Связь мафиозно-авторитарной власти с неспособным к установлению доверия, лукавым населением сразу прямая и обратная, образует порочный круг. Выше мы рассмотрели, как лживость населения порождает авторитарный характер власти. Обратная связь состоит в том, что авторитарная власть заинтересована в поддержании условий своего существования: разобщенности населения, недоверия людей друг другу, их готовности прибегать ко лжи.
Василий Владимирович Шульженко “Ряженные”
Авторитарно-мафиозная власть заинтересована в распространении цинизма и веры в доминирующую подлость людей, с единственным исключением: прекрасного и мудрого человека, с которым нам всем фантастически повезло; фамилию можно и не называть.
Эта вера насаждается с помощью всех средств массовой информации. Соединение общего цинизма с культом верховного властителя приобретает особую силу благодаря еще одному важному фактору, жажде признания человеческого достоинства.
Вслед за Гегелем и его видным последователем и интерпретатором, русско-французским мыслителем прошлого века Кожевым (Кожевниковым),
Александръ Владиміровичъ Кожевниковъ (1902 — 1968) — философ-неогегельянец. Оригинальное истолкование философии Гегеля Кожевым имело значительное влияние на интеллектуальную жизнь Франции и европейский философский климат XX века.

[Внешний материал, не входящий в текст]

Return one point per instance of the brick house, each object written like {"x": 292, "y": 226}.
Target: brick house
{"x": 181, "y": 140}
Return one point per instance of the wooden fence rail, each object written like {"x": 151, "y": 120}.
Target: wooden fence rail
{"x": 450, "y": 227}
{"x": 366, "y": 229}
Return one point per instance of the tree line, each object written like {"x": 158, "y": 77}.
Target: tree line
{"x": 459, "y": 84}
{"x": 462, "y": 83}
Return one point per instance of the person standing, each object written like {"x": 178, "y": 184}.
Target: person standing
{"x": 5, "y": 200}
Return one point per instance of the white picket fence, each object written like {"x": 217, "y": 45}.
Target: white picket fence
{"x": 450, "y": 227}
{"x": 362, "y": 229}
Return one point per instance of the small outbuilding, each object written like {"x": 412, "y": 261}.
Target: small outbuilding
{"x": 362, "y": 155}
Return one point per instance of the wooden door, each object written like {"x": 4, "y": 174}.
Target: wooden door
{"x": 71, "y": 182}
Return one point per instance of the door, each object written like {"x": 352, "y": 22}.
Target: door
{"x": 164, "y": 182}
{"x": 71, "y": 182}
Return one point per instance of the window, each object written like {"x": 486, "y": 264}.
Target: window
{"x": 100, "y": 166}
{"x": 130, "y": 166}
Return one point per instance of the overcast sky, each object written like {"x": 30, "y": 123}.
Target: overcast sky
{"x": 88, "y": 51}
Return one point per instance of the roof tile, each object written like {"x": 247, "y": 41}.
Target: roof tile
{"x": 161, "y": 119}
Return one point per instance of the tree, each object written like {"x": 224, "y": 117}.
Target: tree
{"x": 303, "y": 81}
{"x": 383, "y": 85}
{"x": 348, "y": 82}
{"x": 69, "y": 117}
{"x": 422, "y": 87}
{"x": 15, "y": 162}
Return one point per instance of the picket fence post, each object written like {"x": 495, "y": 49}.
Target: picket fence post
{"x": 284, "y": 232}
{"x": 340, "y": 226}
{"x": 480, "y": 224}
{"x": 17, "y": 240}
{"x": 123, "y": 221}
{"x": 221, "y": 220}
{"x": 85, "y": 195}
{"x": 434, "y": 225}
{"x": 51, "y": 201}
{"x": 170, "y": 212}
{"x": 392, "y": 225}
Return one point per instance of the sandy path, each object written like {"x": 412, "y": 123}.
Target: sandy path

Фрэнсис Фукуяма ставит жажду признания во главу угла понимания движущих сил истории; раскрытию этой идеи посвящен его труд «Конец истории и последний человек». Посмотрим с этой позиции на положение homo soveticus в порожденном его духом царстве лжи и беззакония. В силу последнего, любой человек в таком обществе может быть безнаказанно унижаем; стремление же к унижению другого возникает как теневая сторона стремления к утверждению собственного достоинства. Самые низы населения, не занимающие никаких позиций в пирамиде власти, унижаемы всеми, кому ни лень: от непосредственных начальников до рядовых полицейских, не говоря уже о фигурах повыше. Мужья переносят это унижение на жен, жены на мужей, родители на детей, подрастающие дети на родителей. Властные фигуры также не свободны от унижения: у каждого есть тот, кто может безвозмездно его унизить, подчеркнув тем свое значение. Исключение составляет лишь один человек, единый неуниженный, чтимый и превозносимый не только всей пирамидой власти, но и народом. В тотальности своего цинизма и недоверия, homo soveticus делает одно исключение: сияющую фигуру верховного властителя. Должен же быть в стране хоть один прекрасный человек!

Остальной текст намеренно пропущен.